EVA constantly works to ensure that young people gain the skills they need for advocacy and that policy-makers support policies and programmes that promote adolescents’ health and well-being. Our strategies are simple; to influence policies, we map out relevant stakeholders and engage them in face-to-face discussions and online campaigns on the need to support policy change that promotes adolescents’ health and well-being. We share evidence through our personal experiences and that of other young people we work with at community level.
We aim to change the perception and narrative of policy/lawmakers by convincing them of the vital importance of empowering adolescents and young people with good quality, youth-friendly sexual and reproductive health information and services. We also make recommendations for policy changes at state and national levels that would improve the quality of life of adolescents and young people in Nigeria.

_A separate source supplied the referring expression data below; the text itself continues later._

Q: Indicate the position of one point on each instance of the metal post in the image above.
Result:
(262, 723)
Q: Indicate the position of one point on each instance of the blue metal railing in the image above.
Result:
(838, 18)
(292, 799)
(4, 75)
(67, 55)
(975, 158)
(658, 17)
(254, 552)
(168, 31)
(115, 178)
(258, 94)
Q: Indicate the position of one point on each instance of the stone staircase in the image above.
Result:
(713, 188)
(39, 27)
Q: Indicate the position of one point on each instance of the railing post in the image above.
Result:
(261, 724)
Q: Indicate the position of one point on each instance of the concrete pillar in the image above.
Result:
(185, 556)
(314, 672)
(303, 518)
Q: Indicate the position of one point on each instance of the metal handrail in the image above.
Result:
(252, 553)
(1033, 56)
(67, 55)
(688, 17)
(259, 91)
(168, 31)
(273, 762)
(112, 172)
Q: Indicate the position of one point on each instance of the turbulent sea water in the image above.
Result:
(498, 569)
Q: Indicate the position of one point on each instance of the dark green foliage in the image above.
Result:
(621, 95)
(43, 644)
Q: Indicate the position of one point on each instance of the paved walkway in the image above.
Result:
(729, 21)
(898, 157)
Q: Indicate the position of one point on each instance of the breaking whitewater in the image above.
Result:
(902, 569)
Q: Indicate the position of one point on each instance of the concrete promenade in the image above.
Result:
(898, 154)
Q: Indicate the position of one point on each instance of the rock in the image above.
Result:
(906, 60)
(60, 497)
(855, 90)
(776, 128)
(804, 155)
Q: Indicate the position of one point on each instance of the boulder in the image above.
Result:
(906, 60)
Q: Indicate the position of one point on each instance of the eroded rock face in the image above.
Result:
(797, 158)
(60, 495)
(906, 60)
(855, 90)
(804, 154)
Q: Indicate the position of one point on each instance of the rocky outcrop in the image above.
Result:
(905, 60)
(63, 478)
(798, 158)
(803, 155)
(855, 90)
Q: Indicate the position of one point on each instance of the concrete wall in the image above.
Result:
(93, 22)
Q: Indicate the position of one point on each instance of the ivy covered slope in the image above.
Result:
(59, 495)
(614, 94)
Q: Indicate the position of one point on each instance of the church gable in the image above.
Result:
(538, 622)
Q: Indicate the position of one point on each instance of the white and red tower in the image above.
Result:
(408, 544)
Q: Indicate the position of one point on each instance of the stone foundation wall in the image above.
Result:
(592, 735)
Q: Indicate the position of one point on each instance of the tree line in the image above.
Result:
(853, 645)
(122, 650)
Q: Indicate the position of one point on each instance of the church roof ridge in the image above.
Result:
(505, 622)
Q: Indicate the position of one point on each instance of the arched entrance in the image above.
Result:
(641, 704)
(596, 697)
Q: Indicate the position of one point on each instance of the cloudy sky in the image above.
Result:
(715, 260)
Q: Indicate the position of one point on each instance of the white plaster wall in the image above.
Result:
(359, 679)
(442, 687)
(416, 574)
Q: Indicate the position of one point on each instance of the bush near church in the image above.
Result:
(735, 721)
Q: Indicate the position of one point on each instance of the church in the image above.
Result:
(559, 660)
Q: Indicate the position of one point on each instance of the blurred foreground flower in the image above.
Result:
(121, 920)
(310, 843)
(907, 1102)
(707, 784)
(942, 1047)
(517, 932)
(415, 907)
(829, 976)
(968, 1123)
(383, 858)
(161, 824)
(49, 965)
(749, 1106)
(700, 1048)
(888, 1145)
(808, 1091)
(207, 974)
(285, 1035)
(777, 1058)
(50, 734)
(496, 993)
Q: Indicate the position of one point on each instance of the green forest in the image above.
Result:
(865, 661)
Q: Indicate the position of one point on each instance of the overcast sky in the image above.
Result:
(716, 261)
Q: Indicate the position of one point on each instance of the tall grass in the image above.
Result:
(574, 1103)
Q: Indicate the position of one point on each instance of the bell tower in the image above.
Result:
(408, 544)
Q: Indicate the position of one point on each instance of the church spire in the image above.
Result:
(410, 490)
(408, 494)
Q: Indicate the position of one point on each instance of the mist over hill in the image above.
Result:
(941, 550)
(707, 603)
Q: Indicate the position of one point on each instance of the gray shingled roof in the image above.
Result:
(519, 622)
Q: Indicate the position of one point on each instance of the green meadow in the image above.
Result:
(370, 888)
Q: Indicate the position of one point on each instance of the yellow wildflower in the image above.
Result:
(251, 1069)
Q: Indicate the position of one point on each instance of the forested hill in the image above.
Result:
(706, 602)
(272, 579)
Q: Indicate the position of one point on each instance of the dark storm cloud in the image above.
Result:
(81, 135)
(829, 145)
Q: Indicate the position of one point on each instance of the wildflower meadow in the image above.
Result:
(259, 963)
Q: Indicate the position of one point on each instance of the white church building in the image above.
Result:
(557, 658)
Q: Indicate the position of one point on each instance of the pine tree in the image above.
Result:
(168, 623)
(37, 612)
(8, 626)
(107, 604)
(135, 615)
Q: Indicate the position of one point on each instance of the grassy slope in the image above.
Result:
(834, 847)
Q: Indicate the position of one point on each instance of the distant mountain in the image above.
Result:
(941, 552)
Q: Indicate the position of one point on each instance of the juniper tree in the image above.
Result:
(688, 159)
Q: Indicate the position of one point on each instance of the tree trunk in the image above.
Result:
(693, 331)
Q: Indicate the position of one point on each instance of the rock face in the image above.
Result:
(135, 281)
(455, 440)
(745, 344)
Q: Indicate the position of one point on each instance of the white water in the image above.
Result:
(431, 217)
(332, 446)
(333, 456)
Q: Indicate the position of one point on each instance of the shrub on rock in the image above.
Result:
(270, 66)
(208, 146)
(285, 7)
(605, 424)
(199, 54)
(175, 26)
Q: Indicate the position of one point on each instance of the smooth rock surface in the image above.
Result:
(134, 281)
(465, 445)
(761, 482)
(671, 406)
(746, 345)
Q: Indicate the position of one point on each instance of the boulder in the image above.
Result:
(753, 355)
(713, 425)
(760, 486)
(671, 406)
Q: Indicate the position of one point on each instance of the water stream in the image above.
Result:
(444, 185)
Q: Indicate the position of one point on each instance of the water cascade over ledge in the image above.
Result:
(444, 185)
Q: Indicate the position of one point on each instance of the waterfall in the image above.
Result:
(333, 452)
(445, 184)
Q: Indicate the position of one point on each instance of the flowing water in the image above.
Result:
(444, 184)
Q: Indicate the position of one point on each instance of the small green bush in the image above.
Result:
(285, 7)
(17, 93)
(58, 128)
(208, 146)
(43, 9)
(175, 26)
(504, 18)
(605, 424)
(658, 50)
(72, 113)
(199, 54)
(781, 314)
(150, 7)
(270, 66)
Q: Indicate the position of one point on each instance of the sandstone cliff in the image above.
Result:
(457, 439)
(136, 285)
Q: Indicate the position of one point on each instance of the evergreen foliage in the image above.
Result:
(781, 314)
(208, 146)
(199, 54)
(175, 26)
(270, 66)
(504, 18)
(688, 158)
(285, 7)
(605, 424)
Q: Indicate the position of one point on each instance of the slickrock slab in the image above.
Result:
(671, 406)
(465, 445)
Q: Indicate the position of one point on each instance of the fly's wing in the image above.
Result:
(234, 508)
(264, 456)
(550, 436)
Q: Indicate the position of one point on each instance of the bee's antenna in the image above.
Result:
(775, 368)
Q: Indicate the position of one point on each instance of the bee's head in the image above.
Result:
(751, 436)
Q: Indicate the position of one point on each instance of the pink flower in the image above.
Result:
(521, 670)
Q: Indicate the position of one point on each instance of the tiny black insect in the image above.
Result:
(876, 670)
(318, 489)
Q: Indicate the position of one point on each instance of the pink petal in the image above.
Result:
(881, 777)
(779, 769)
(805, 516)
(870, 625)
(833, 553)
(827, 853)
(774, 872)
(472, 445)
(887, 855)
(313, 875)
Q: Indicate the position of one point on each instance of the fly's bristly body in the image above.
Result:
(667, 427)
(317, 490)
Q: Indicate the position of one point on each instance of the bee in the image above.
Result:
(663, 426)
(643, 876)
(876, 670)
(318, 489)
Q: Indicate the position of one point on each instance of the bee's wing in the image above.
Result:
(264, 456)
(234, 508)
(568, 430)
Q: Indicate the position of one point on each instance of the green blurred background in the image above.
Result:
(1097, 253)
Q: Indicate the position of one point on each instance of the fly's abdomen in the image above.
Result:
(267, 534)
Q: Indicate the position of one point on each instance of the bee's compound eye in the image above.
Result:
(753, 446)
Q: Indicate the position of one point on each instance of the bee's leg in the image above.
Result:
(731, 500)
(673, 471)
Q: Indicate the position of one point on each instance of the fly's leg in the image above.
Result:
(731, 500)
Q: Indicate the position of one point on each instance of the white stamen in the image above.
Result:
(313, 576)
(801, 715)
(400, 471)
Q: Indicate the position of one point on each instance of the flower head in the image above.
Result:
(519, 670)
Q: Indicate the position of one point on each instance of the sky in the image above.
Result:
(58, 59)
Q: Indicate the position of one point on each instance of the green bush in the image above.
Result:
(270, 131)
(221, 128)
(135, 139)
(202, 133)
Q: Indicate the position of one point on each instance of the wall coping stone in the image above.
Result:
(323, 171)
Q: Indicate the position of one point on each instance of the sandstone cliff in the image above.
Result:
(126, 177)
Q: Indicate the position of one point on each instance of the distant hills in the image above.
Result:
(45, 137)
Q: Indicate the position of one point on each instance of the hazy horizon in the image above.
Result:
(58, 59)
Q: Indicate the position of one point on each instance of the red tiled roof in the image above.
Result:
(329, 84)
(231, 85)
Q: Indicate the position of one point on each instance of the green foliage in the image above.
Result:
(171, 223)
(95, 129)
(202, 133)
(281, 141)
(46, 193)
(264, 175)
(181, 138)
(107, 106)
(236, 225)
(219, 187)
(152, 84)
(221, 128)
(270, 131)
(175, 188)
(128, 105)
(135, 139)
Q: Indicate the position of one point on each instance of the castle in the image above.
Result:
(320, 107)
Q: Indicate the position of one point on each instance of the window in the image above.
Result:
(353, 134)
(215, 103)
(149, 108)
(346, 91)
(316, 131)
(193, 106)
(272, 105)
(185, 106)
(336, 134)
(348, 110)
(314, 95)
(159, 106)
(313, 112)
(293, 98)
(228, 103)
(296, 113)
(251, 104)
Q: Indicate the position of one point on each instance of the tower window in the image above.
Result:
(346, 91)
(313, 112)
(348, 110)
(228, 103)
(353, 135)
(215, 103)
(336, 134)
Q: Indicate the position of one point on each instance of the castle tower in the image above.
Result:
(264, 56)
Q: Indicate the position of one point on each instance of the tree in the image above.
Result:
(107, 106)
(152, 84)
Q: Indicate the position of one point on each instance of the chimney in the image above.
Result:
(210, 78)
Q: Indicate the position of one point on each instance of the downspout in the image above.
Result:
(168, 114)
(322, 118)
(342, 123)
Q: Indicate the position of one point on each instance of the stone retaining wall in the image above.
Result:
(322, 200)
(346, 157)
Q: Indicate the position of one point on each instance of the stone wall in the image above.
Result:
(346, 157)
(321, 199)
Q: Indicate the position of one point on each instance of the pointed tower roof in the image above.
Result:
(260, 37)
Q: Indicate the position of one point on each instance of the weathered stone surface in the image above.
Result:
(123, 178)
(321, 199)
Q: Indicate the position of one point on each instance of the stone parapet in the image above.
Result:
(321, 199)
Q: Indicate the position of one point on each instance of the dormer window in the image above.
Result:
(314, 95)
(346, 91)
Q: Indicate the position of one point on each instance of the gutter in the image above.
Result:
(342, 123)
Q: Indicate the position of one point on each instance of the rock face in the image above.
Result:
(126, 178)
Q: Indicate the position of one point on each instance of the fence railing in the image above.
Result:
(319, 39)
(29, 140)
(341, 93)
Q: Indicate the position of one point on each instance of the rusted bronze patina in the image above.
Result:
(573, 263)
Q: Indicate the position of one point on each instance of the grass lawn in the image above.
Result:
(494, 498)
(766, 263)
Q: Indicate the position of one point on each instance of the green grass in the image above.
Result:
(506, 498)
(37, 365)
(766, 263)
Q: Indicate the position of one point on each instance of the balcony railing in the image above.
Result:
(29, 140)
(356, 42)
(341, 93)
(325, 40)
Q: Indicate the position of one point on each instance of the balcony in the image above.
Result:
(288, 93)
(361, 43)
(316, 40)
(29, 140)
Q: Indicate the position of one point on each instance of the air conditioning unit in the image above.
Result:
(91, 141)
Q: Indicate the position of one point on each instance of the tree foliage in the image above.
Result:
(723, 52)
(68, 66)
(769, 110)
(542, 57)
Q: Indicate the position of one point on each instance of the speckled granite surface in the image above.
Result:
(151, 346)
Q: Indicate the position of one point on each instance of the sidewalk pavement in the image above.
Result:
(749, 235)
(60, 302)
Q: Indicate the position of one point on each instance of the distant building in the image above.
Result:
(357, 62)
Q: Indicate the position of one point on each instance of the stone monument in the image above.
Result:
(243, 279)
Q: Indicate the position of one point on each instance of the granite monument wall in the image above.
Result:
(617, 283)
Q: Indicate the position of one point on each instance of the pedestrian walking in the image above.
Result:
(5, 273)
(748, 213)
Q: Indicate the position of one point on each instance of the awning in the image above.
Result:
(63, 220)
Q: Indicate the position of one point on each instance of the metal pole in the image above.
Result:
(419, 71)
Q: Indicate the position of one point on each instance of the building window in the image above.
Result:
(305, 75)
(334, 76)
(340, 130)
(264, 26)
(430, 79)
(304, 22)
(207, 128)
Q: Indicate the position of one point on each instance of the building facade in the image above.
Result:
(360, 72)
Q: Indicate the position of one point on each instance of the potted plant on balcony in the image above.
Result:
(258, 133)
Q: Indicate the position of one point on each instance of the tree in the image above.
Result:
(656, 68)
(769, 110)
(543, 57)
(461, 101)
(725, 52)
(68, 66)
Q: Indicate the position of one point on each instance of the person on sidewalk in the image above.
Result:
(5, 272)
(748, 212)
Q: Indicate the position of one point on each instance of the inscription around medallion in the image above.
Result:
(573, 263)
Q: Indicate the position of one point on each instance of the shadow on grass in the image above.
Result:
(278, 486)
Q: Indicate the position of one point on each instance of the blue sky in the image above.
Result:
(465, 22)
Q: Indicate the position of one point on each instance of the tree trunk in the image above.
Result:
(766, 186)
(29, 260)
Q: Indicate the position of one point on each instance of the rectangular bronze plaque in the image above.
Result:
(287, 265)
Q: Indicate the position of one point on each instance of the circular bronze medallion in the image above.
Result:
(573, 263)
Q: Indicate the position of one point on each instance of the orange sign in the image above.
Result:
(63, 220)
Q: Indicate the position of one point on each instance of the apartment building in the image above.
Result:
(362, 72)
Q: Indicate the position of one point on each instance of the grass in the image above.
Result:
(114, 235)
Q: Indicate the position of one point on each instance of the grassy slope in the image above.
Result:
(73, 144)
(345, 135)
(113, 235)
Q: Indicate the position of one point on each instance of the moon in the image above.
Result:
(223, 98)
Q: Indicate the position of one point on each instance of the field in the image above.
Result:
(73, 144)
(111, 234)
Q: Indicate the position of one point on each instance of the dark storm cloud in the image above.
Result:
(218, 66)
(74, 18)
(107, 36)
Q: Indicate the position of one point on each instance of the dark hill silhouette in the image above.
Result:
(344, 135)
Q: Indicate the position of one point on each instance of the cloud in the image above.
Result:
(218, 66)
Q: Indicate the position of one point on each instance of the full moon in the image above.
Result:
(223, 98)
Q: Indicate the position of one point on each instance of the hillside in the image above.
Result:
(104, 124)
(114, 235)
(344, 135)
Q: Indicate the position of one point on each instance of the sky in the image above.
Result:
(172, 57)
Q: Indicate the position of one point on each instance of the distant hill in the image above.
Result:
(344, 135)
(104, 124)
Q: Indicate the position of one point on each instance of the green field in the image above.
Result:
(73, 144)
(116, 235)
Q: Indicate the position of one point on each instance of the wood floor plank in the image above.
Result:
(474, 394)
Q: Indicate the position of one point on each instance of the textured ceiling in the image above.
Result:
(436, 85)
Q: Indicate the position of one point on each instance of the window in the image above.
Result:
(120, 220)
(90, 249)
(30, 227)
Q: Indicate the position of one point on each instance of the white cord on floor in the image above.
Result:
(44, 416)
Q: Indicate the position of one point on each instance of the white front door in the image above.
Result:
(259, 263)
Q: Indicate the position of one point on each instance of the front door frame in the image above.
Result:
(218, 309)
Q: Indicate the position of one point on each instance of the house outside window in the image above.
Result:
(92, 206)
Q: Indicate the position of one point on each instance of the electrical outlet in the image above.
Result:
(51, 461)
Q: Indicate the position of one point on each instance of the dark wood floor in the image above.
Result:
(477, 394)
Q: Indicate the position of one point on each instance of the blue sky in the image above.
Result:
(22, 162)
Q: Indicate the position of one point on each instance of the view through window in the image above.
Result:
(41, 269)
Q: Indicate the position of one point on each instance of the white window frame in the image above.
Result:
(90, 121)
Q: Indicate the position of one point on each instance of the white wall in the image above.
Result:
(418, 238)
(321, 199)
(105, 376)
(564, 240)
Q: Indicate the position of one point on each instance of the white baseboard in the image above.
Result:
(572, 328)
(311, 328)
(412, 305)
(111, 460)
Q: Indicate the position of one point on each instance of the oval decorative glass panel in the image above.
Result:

A major challenge in our work is generally a closed-minded approach to addressing the lack of prioritization of the health rights of adolescents and young people. Also, very few young people in Nigeria are aware of their health rights and how they can use advocacy to strengthen government accountability for their health and well-being. That is why it is important to me that more young people become aware of their rights and have the tools to join in advocating for the changes we want.
Through the dissemination of the toolkit to young people, we see how it can help to bridge an important knowledge gap. The vibrancy of the adolescents and young people we have engaged and their willingness to participate in this intervention has been inspiring as they show great promise towards being advocates. Caroline Ndabula, a participant at one of our dissemination activities stated, “It is important that young people’s SRHR is given precedence at the national level. With this training, I have learnt what advocacy is and will use the opportunity to push for the rights of young people”.
Participants at a PMNCH advocacy training session
Young people are also realizing that they should be involved in the decision-making processes that affect their health and well-being. Edino Love said after one of toolkit dissemination sessions, “policies are often made without young people in mind. This training has exposed me to understand advocacy and be inclusive in advocating for my rights as a young person”.
I believe we are building a movement of young people who will advocate for the desired changes that will result in the government prioritizing the health rights of all adolescents and young people in the country. Influencing change in my community has inspired me and I desire that Nigeria becomes a country where every young person reaches their full potential without being denied access to comprehensive SRHR.